Summary (1995-2000)

The central theme of this research program is the development of peripheral biomarkers to assess toxicological effects of exposure to hazardous waste chemicals. The hypothesis centers on the idea that readily accessible body fluids and/or physiological functions provide biomarkers which may be predictive of exposure, adverse effects, and/or unusual susceptibility to toxic substances in the environment. Encompassed in the program are ten research projects; six biomedical, four nonbiomedical, and three support cores.

The biomedical projects can be grouped into two integrated subprograms. One subprogram is aimed at the development of biochemical and molecular biomarkers of exposure, effect, and susceptibility. In this area of research, one project is investigating the use of glutathione and glutathione biosynthesis as an integrative biomarker of oxidative stress. Another project is validating the efficacy of urinary porphyrin profile measurements as a biomarker of mercury (Hg) exposure, mercury-induced neurobehavioral effects, and mercury body burden in human subjects. Research is also being conducted to determine if fingerprints of P450 gene products can be used as biomarkers of exposure and/or susceptibility.

The other biomedical subprogram emphasizes the advancement of effects related biomarkers in human dosimetry and epidemiology. One project is evaluating physiologically based pharmacokinetic modeling of inter-individual differences in absorption, metabolism, and excretion of alklybenzenes in humans following controlled inhalation exposures.

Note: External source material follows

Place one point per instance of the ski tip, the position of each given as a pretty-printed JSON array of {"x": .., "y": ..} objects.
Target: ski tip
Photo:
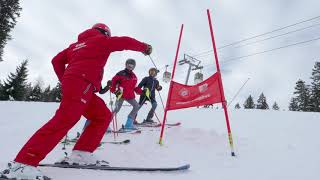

Another project consists of a case-control ecogenetic epidemiology study to assess whether oxidative stress from environmental pollutants is a risk factor for Parkinson's disease. In a third project, using an occupationally exposed cohort, researchers are analyzing the neurobehavioral, neurophysiologic, and neurobiochemical biomarkers of central nervous system dysfunction effects that may be attributed to styrene exposure.

Two nonbiomedical projects focus on developing biological approaches to remediation. Of these, one is exploring the use of natural and genetically altered higher plant species to degrade trichloroethylene and other chemicals found at hazardous waste sites. The other project is investigating the development of biological treatment systems to remove chlorinated organic compounds from groundwater. There are also two projects that focus on effects related biomarkers for ecological impact assessment. One is examining the use of wildlife as biomarkers of exposure to toxic substances. The other is measuring oxidative DNA damage as a biomarker of adverse ecological impact in fish exposed to contaminated sediments at a Superfund site in Puget Sound.

An important feature of this program is the interdisciplinary, cross project interactions that have been fostered by the SBRP structure. For example, methods developed to measure specific urinary porphyrins in mercury-exposed humans (Project 2) are effectively being used as biomarkers of mercury exposure in wildlife living near hazardous waste sites (Project 7). Likewise, new methods designed to measure genetic polymorphisms of chemical metabolizing enzymes (Project 4) have been put to use in human populations as potential biomarkers of susceptibility for Parkinson's Disease (Project 11) and exposures to aromatic hydrocarbon solvents (Project 10). The wildlife toxicology group (Project 7) has been helping the plant bioremediation team (Project 5) assess the potential toxicity to detritivores of poplar leaves used in remediation of TCE-contaminated ground water.

The individual projects are supported by administrative, training, and bioanalytical cores. The training core provides broad based educational opportunities and focuses on training new scientists to deal with the multidisciplinary aspects of hazardous waste problems. Collaborating institutions include Texas Tech University, Pacific Northwest Research Foundation, Batelle-Seattle Research Center, and Group Health Cooperative of Puget Sound.